Dean Gao said: “Child, this is the road you are on.”

There was a sentence that almost came out — he could feel it at the back of his throat. In the end he said nothing, because it was too stark, too brutal.

What he had nearly said was: *a single general achieves renown, ten thousand soldiers rot.* And what of every founding emperor in history?

He held it back, because he knew his own grief for General Luo Jing was closer to lamentation than to mourning — sorrow at a loss, not a wound at the core.

For Li Chi and those closest to him, it was only the wound.

*Meanwhile, in Yang Province.*

The Marquis of Guanting had been standing on the city wall, gazing into the distance, for quite some time. It was only a few days ago — given the distance — that word had reached him of the Wu Prince’s death.

When he heard it, his reaction had been mild, because it was something he had already foreseen.

The Wu Prince had grown old. No matter how formidable a man, he cannot escape the turning of history, nor the erosion of years.

One generation gives way to the next — this is a truth that has held since the beginning of time. The rise of Tang Pidi had begun at the very moment the Wu Prince started to decline.

But when he heard that Luo Jing had fallen together with the Wu Prince — taken down in mutual destruction — his reaction was far more pronounced than it had been when he heard of the Wu Prince’s death.

“My lord.”

One of his advisors lowered his voice. “Now that the Wu King is dead, the court has lost its pillar. It is at its weakest. And spies report that Han Feibao’s army is already outside Da Xing City. My lord — is it not time for us to raise our own banner?”
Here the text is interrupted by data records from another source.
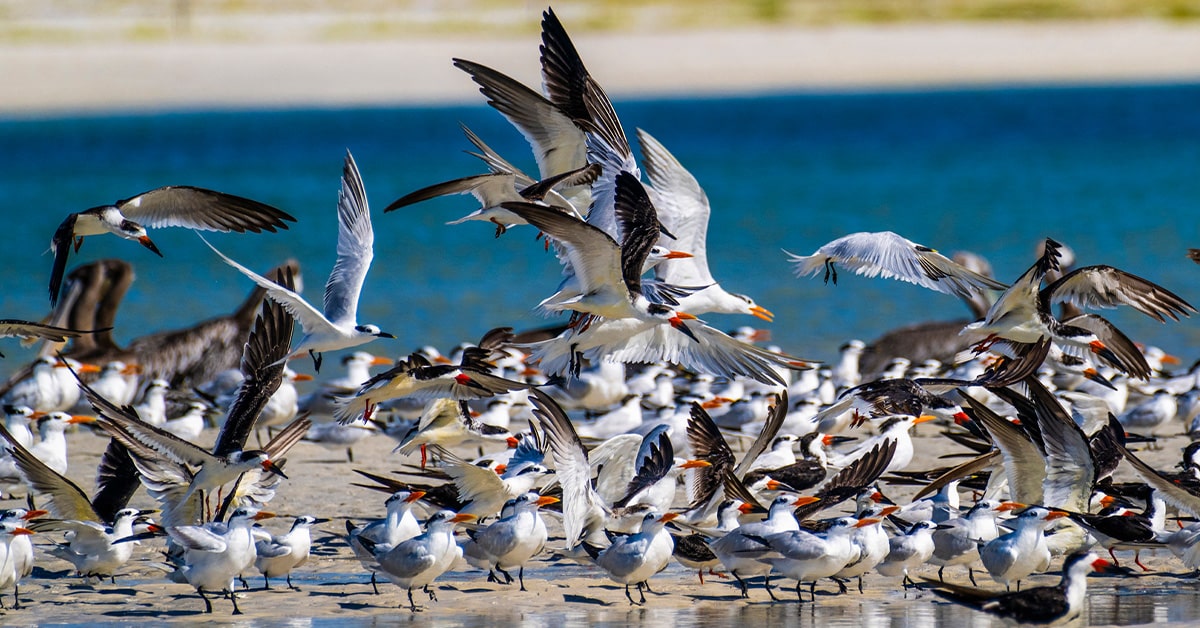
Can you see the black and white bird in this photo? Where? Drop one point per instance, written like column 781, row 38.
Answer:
column 174, row 205
column 1044, row 605
column 337, row 327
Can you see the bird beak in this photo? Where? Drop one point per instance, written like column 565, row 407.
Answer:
column 762, row 312
column 145, row 241
column 274, row 468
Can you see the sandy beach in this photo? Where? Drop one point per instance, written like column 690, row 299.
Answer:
column 334, row 586
column 190, row 73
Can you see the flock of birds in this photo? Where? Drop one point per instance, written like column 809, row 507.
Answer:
column 629, row 422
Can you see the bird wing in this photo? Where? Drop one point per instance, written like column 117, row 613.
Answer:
column 64, row 498
column 594, row 256
column 305, row 314
column 355, row 247
column 892, row 256
column 557, row 143
column 197, row 538
column 1071, row 471
column 262, row 363
column 581, row 504
column 61, row 244
column 683, row 209
column 490, row 189
column 27, row 329
column 1103, row 286
column 196, row 208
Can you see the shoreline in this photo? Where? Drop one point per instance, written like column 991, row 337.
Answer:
column 95, row 77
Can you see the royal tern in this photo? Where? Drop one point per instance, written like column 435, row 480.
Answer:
column 397, row 525
column 216, row 552
column 10, row 576
column 893, row 257
column 511, row 540
column 1038, row 605
column 280, row 554
column 417, row 562
column 165, row 207
column 337, row 328
column 634, row 558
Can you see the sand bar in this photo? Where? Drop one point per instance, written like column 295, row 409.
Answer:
column 187, row 73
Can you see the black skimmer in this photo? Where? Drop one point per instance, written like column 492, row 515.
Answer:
column 174, row 205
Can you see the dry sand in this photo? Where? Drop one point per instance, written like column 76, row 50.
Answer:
column 336, row 588
column 42, row 79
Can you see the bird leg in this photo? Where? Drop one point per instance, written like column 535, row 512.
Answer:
column 233, row 597
column 316, row 359
column 742, row 584
column 766, row 584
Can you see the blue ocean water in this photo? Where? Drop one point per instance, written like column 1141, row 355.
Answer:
column 1114, row 172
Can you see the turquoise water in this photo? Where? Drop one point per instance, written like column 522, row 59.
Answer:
column 1111, row 171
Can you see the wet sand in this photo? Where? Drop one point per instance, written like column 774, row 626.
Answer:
column 335, row 588
column 281, row 71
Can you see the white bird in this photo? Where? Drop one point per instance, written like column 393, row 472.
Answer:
column 280, row 554
column 634, row 558
column 683, row 208
column 511, row 540
column 337, row 328
column 174, row 205
column 1014, row 556
column 809, row 557
column 397, row 526
column 893, row 257
column 10, row 576
column 216, row 552
column 909, row 550
column 420, row 560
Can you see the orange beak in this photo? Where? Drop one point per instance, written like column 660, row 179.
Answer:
column 762, row 312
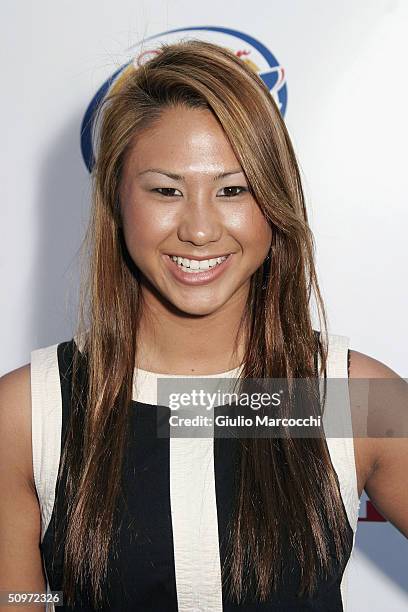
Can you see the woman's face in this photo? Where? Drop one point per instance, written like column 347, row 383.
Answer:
column 175, row 202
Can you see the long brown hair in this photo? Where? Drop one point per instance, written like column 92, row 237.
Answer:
column 290, row 482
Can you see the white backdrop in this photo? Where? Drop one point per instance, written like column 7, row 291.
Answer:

The Marquis glanced at the advisor and turned the question back on him: “Raise our banner? To what end?”

The advisor bowed. “My lord, if we do not enter the contest now, Han Feibao may seize the advantage. The Ning army is still recuperating, the Chu forces are in decline, and the grain stores in Da Xing City cannot hold out much longer. If Han Feibao takes the city first, then…”

The words framed it as counsel — but the real aim was to get the Marquis to move quickly and join forces with Han Feibao.

But before he could finish, the Marquis cut him off, his voice perfectly level: “Then let him take it.”

At that, not only the advisor but everyone standing behind the Marquis was left with nothing to say.

Speak up and risk the Marquis’s anger. Stay silent and watch a perfect opportunity slip away — and fighting for it later would be far harder.

Once Han Feibao took Da Xing City, he would declare himself Emperor. When the Ning army finished regrouping, it would clamp down around Da Xing City like a vice.

By then, when the Marquis sent his own forces in, the Ning army would only need to hold him off.

But if they entered now — with the secret ties already in place between the Marquis and Han Feibao — joining forces, they could defeat the Ning King Li Chi first, and then it would come down to just the two of them. Whether the Marquis took the realm or Han Feibao took it, the one thing they both agreed on was that Li Chi must not be the one to take it.

Right now, the most advantageous move was to ally with Han Feibao.

That the Ning army was formidable was true. That Tang Pidi was a peerless commander was also true. But after all the battles they had fought in succession — was the Ning army truly still invincible?

The Marquis said nothing more. His men fell into silence as well.

After a very long pause, the Marquis turned away. “I’m hungry. Let’s go eat.”

One of his advisors could not help himself: “My lord — why won’t you fight?”

The Marquis kept walking. “Luo Jing is dead,” he said over his shoulder. “Whoever wants to go fight Li Chi right now is welcome to. I won’t.”